The board of HP is said to be considering replacing its current CEO Leo Apotheker with ex-eBay CEO Meg Whitman, reports All Things D. They cite several sources ‘close’ to the situation in outlining that Whitman is being considered but that the replacement of Apotheker is not a ‘done deal’ yet.
The replacement of Apotheker would come just weeks after HP announced that they would be ceasing the production of their mobile webOS hardware and would be ceasing production of consumer PC’s. The decision was largely attributed to Apotheker’s desire to make HP more of an enterprise-focused company, much like his former firm SAP.

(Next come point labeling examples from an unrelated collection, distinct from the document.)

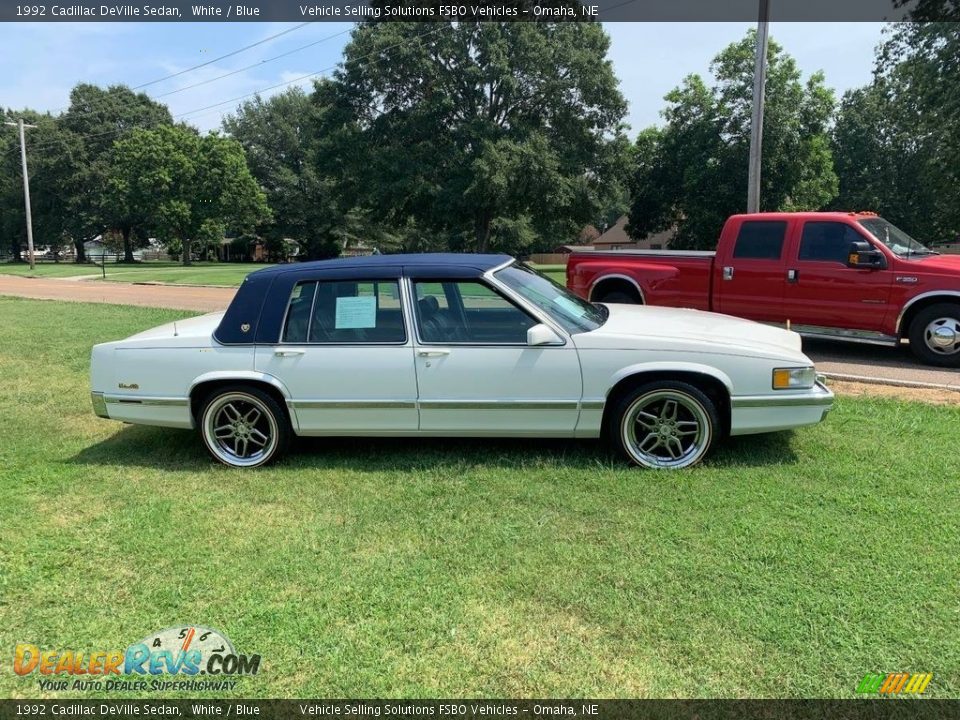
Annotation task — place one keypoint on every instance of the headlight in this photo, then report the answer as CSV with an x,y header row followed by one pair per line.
x,y
794,378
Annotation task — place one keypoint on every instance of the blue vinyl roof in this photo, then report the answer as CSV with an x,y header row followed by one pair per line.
x,y
411,260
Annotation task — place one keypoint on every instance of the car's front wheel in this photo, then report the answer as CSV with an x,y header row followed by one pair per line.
x,y
665,424
244,427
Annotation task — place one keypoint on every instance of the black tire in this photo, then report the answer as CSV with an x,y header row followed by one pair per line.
x,y
670,437
935,335
619,296
244,427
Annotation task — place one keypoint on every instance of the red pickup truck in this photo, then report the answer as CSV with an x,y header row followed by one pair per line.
x,y
840,276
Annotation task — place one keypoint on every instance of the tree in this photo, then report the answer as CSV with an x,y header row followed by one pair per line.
x,y
299,148
190,188
96,119
485,134
692,173
897,140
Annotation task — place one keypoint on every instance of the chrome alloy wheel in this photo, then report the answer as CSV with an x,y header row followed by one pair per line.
x,y
240,430
666,429
942,336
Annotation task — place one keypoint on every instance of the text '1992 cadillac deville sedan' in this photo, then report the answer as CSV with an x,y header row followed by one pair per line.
x,y
453,345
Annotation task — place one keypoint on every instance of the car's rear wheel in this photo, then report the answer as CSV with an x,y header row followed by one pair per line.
x,y
244,427
935,335
666,425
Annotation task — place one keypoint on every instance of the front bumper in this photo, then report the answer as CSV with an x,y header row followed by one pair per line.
x,y
781,411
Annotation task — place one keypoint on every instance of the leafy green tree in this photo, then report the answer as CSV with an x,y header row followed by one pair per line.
x,y
692,173
300,151
189,187
897,141
485,135
97,118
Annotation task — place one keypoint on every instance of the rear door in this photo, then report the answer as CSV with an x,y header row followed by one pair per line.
x,y
346,357
822,291
750,280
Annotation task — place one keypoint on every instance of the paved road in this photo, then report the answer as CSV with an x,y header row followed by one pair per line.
x,y
832,358
895,364
171,296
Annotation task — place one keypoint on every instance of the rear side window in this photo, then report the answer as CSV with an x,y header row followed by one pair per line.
x,y
827,241
760,240
345,312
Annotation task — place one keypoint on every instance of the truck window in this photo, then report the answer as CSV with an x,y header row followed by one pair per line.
x,y
827,241
760,240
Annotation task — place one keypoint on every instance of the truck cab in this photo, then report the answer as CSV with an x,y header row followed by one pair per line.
x,y
842,276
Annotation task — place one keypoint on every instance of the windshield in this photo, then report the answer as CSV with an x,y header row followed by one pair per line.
x,y
894,238
574,314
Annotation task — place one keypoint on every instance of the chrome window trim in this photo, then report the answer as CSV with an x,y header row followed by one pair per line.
x,y
617,276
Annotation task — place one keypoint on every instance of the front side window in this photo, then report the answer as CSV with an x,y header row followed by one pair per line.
x,y
827,241
760,240
345,312
470,312
894,238
573,313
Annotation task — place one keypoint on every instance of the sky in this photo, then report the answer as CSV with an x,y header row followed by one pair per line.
x,y
48,59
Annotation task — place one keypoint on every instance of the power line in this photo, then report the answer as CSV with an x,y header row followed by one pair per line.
x,y
254,65
222,57
255,92
209,62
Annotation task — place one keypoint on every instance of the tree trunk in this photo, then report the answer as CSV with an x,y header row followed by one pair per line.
x,y
127,244
482,227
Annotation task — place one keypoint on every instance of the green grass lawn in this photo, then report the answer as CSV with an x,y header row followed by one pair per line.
x,y
226,274
786,565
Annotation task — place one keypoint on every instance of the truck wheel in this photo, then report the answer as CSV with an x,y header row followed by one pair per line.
x,y
665,424
243,426
619,296
935,335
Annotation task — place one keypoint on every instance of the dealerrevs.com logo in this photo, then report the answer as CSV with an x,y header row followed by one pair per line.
x,y
182,653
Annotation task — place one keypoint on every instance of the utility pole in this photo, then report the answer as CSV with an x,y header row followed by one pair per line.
x,y
26,189
759,91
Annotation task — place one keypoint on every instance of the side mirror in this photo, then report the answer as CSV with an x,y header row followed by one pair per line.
x,y
542,335
864,255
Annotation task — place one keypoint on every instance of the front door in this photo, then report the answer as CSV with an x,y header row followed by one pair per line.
x,y
823,291
346,358
477,375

A significant portion of the board is now looking to remove Apotheker for mis-management. Whitman has apparently been looking for another high-powered executive job after running for, and failing to win, the Governor’s seat in California. She had since been working as a part-time consultant at venture firm Kleiner Perkins.
HP is currently being sued by shareholders who believe that the company mis-handled the dropping of webOS hardware and the pivoting of the company into an enterprise affair. The suit names Apotheker, a man who many feel never intended to give webOS a real fighting chance to grow. He came to HP with a background in enterprise and, some say, always intended to remake HP in the image of his previous company SAP, from which he was dropped before being hired on by HP.

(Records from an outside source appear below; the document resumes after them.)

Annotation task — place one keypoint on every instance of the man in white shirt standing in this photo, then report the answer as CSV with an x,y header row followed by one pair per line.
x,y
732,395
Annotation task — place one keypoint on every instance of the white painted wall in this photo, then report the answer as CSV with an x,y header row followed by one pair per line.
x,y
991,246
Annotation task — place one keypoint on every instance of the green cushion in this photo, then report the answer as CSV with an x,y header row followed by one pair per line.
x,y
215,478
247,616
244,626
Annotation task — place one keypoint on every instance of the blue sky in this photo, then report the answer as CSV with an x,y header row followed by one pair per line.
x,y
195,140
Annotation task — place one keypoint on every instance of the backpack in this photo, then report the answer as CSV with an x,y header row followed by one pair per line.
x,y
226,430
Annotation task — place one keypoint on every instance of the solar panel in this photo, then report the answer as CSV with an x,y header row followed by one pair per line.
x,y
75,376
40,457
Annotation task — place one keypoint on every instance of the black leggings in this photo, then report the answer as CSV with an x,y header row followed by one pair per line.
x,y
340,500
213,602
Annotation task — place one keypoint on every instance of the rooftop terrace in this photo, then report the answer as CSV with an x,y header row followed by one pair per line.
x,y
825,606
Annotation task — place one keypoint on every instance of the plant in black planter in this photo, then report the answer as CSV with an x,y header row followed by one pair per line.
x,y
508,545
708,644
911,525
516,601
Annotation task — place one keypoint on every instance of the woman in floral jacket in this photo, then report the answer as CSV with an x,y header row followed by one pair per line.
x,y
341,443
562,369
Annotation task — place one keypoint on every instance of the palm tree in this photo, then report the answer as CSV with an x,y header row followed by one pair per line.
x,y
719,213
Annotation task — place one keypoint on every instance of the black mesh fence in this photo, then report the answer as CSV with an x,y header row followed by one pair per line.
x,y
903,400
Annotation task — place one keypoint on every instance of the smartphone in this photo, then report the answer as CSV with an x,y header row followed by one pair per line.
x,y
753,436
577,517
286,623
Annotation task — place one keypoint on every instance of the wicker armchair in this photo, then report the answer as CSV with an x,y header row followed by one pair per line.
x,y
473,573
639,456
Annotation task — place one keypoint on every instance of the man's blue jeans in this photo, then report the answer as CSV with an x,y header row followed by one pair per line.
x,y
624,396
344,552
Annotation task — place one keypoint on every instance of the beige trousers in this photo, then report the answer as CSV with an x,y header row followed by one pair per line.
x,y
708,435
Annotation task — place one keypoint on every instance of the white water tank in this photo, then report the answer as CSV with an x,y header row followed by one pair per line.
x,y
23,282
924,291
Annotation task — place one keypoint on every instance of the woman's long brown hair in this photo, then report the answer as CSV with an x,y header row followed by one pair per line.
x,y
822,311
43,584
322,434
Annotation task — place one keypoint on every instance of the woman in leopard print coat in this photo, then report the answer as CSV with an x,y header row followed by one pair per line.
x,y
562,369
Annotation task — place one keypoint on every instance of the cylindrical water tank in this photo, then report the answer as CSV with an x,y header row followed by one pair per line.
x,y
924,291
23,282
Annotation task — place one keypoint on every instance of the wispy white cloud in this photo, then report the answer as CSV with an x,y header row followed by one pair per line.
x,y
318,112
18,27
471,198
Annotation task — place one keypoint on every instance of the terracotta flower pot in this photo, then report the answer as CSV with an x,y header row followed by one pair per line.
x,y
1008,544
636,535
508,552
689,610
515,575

According to our sources, almost everyone at HP found out about the death of the TouchPad and Pre hardware as the public did, in the press release. Only the top executives knew anything about this decision and even senior staff as high as Ari Jaaksi, the Vice President of webOS software, didn’t know about the shuttering of hardware before it happened.

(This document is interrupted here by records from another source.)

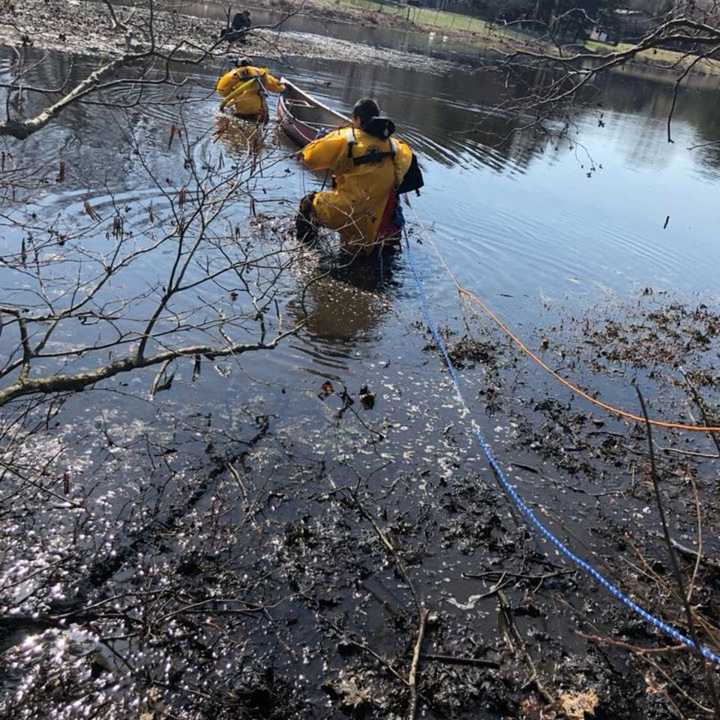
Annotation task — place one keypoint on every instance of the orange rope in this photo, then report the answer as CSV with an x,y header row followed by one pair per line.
x,y
599,403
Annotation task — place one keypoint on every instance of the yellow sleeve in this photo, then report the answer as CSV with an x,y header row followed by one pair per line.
x,y
324,153
226,83
271,83
403,158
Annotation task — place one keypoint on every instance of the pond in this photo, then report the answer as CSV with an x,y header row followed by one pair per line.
x,y
543,229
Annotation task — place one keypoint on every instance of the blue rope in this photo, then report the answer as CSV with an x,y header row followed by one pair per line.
x,y
520,504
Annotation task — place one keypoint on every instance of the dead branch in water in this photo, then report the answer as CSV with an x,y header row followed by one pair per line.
x,y
674,561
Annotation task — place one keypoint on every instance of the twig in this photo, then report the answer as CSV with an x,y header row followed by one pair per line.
x,y
674,561
454,660
412,678
698,512
701,406
514,640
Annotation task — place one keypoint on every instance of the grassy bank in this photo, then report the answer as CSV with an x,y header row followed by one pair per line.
x,y
659,57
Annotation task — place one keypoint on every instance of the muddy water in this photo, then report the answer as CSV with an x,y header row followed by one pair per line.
x,y
538,228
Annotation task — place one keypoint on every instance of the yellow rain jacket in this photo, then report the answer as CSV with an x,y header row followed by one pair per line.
x,y
243,90
355,205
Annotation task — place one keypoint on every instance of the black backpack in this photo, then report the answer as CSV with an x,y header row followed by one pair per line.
x,y
413,179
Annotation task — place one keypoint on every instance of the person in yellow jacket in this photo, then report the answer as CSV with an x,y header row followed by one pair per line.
x,y
368,167
243,90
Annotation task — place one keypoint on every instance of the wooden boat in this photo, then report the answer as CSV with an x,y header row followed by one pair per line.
x,y
304,118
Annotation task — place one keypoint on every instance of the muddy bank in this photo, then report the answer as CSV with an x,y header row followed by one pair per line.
x,y
88,28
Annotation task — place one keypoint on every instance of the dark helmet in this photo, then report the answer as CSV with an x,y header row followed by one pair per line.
x,y
365,110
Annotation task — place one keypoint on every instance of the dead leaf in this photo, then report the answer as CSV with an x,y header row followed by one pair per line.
x,y
576,705
367,398
352,695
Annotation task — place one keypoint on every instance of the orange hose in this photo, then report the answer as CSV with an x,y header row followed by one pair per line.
x,y
599,403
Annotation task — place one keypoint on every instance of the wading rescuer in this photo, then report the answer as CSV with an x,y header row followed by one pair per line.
x,y
243,90
370,169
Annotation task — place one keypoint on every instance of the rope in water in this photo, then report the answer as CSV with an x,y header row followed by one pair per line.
x,y
574,388
612,409
520,504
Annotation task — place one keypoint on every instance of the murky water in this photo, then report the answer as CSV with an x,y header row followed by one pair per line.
x,y
536,227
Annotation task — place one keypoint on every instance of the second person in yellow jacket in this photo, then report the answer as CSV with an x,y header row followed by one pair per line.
x,y
368,166
243,90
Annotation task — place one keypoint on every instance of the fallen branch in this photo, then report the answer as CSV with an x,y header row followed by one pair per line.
x,y
412,678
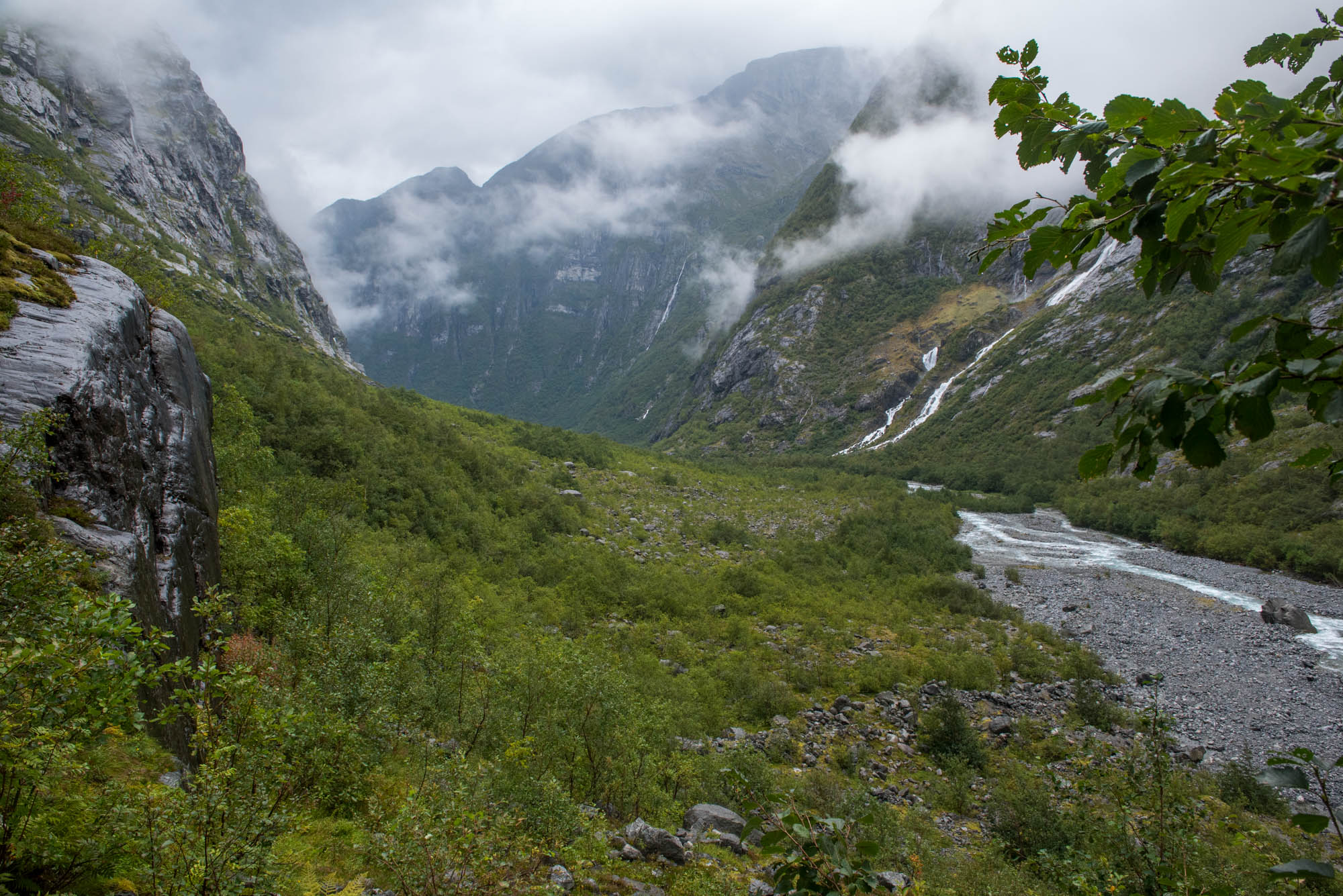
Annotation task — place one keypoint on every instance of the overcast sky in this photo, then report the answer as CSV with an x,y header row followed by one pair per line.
x,y
350,97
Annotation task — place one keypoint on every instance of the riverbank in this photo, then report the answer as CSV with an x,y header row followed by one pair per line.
x,y
1230,681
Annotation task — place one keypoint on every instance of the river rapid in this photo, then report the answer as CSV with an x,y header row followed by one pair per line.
x,y
1232,682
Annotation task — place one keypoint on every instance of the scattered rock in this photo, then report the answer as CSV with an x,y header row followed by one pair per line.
x,y
894,881
656,842
1282,613
562,878
708,816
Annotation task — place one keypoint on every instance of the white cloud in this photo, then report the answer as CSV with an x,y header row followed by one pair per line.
x,y
342,98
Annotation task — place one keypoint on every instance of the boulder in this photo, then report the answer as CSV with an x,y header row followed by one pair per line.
x,y
656,842
894,881
1277,612
562,878
134,448
708,816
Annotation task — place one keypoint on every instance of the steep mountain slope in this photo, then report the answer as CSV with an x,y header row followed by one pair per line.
x,y
827,349
573,286
148,165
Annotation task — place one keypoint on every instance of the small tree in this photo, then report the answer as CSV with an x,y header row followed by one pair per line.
x,y
1262,172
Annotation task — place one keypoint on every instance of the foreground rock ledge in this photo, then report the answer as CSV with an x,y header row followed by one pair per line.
x,y
135,447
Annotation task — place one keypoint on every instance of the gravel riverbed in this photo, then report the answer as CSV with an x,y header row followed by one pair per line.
x,y
1231,681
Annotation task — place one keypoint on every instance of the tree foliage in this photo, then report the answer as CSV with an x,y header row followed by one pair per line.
x,y
1262,173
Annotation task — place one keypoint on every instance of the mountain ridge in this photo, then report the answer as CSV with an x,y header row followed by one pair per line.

We later learned that the one-line press release announcement was an emergency response to the news being leaked to Reuters that webOS hardware was on the outs, and that HP didn’t want to announce it at the same time as the Autonomy acquisition.
This move by HP’s board shows that they agree that the company has been mishandled under Apotheker’s reign and that they are turning to Whitman, a CEO with much experience running a large corporation successfully, to save their bacon.
There are lingering doubts however, about their ability to run a hardware-focused company like HP as her experience at eBay was largely on the consumer services front. What do you think? Is Whitman the key ingredient that can turn HP around or is Apotheker on the right track taking HP out of the competitive consumer hardware market and into the enterprise?